Philip looked away from her, out of the window, at the fields with their neat hedges, the gentle hills faintly purple, villages tucked into nests of trees, cows grazing, horses mildly alert at the passing train. For a moment he was conscious of irritation at the tidy cosiness of it all. Then he spoke, dreamily, as though he were talking in his sleep:
“No. That’s all behind me. I shall never go back there again. I don’t think of it often, but sometimes I fancy I’m there. Sounds will bring it back, and I dream sometimes.... One gets so used to it that it’s hard now to say what one did feel about it. I had a little flat in a part of the town called the Arbat. Out of my window I could see a church with sky-blue domes covered with silver stars, there was a shop with food, sausages and all kinds of dried fish, and great barrels of red caviare and mountains of cheese. The church had a cherry-coloured wall, with a glittering Ikon at the gate and a little lamp burning in front of it. There were always some cabs at the end of my street, with the cabmen in their fat, bunched-up clothes sleeping very often, their heads hanging from the shafts. Lines of carts from the country would pass down the street with great hoops of coloured wood over the horses’ necks and wild-looking peasants in charge of them. They didn’t seem wild to me then—they were quite ordinary.
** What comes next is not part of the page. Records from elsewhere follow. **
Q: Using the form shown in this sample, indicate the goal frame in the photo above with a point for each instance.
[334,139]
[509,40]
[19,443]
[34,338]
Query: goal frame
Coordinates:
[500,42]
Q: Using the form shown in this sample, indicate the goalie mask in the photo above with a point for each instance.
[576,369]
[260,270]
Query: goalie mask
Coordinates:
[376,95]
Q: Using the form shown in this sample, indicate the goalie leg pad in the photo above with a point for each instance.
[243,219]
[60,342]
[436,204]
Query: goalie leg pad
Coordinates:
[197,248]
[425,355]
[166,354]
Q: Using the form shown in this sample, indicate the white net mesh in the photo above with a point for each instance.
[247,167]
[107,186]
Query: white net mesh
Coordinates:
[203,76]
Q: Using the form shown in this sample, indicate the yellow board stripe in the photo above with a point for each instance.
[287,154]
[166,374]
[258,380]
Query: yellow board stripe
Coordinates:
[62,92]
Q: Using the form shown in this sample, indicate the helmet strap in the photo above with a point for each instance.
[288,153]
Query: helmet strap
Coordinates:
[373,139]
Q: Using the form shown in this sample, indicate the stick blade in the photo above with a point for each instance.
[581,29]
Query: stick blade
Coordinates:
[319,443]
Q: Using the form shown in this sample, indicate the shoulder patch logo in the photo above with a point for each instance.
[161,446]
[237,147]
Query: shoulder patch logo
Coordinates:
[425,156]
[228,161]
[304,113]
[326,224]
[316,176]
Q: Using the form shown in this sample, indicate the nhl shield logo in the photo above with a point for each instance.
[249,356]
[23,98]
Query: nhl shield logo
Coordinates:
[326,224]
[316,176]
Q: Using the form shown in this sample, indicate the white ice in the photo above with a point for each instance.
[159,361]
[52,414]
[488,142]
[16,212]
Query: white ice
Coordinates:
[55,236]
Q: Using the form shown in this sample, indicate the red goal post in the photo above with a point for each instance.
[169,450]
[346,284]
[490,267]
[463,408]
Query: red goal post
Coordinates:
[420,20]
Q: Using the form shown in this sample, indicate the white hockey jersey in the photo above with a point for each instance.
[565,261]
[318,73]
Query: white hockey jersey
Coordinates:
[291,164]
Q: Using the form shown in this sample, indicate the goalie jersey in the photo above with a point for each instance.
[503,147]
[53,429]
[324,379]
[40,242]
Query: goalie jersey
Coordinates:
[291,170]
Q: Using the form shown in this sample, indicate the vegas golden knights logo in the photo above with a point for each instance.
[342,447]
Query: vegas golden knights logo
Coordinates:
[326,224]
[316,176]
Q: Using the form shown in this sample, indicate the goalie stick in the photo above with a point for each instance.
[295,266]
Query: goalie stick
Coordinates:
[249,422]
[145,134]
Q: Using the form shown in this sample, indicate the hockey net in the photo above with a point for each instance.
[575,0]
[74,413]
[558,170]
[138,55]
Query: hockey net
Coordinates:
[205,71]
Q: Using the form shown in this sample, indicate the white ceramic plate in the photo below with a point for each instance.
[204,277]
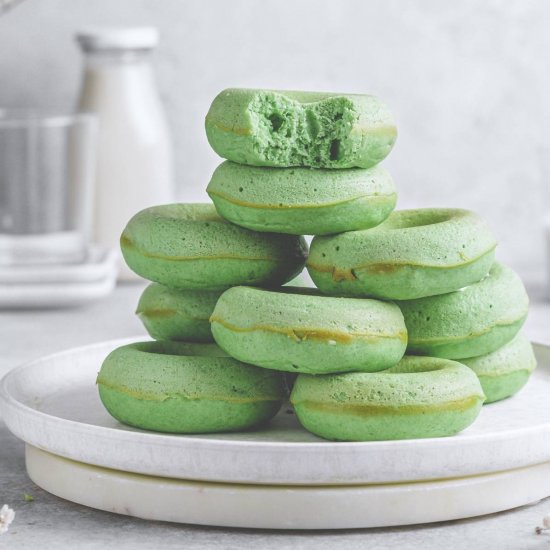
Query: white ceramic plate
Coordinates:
[53,404]
[286,507]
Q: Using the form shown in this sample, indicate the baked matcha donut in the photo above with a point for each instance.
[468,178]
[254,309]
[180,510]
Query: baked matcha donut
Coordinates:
[280,128]
[189,246]
[472,321]
[505,371]
[414,253]
[186,388]
[419,397]
[298,330]
[301,201]
[174,314]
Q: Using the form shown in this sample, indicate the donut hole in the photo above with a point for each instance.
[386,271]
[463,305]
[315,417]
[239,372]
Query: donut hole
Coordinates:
[408,219]
[276,121]
[335,149]
[180,349]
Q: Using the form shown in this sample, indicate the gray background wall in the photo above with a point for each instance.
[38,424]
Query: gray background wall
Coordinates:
[468,82]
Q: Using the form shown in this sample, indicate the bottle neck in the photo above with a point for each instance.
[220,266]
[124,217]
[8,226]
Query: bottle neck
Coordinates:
[116,56]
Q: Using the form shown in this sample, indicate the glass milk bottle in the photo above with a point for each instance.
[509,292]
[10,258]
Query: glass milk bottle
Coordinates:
[134,166]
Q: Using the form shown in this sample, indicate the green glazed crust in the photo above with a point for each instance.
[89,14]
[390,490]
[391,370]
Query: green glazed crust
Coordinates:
[417,398]
[186,388]
[189,246]
[301,201]
[180,315]
[504,372]
[414,253]
[472,321]
[283,128]
[299,330]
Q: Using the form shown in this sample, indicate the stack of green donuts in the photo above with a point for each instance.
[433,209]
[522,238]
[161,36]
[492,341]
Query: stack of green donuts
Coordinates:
[418,282]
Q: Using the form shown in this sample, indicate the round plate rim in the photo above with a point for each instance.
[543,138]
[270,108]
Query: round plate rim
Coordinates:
[10,403]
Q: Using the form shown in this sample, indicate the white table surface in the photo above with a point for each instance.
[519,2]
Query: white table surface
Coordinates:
[49,522]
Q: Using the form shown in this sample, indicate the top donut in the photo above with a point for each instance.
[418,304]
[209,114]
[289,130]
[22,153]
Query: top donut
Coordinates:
[284,129]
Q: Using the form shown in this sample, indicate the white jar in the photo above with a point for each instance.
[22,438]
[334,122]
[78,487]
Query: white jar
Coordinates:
[134,166]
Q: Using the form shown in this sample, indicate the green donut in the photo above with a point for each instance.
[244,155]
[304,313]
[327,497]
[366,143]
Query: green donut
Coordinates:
[419,397]
[297,330]
[173,314]
[189,246]
[472,321]
[301,201]
[504,372]
[414,253]
[279,128]
[186,388]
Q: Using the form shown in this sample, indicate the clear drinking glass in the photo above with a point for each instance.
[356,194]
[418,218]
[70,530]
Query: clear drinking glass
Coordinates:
[47,166]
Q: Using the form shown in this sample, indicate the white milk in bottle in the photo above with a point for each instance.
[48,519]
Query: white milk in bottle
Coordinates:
[134,167]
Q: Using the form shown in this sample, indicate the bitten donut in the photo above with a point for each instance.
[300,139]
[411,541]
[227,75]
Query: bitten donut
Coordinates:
[419,397]
[505,371]
[414,253]
[278,128]
[186,388]
[189,246]
[472,321]
[301,201]
[173,314]
[297,330]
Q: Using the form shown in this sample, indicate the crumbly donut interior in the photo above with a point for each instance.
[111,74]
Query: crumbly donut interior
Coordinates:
[294,133]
Always just before six the bells at the church would ring, one slow, deep note and a little funny noisy jangle as well—one beautiful and unearthly; the other like a talkative woman, all human.... In the autumn there’d be weeks of rain and the mud would rise and rise, and the carts and cabs go splashing through great streams of water. When the snow came there’d be fine days and the town on fire, all sparkling and quivering, and every ugly thing in the place would be beautiful. There’d be many days too when the sky would fall lower and lower and the town be like grey blotting-paper and the most beautiful things hideous. Opposite my window there was a half-built house that had been there for three years, and no one had troubled to finish it. There was a beggar at the corner—a fine old man with no legs. He must have made a fortune, because everyone who passed gave him something. It would be fine on a snowy night when the night-watchmen built great fires of logs to keep them warm.
“On a starry night I could see the domes of St. Saviour’s Cathedral like little golden clouds—very beautiful.”
“And what was the inside of your flat like?” asked Katherine. She had been leaning a little forward, her hands clasped together, deeply interested.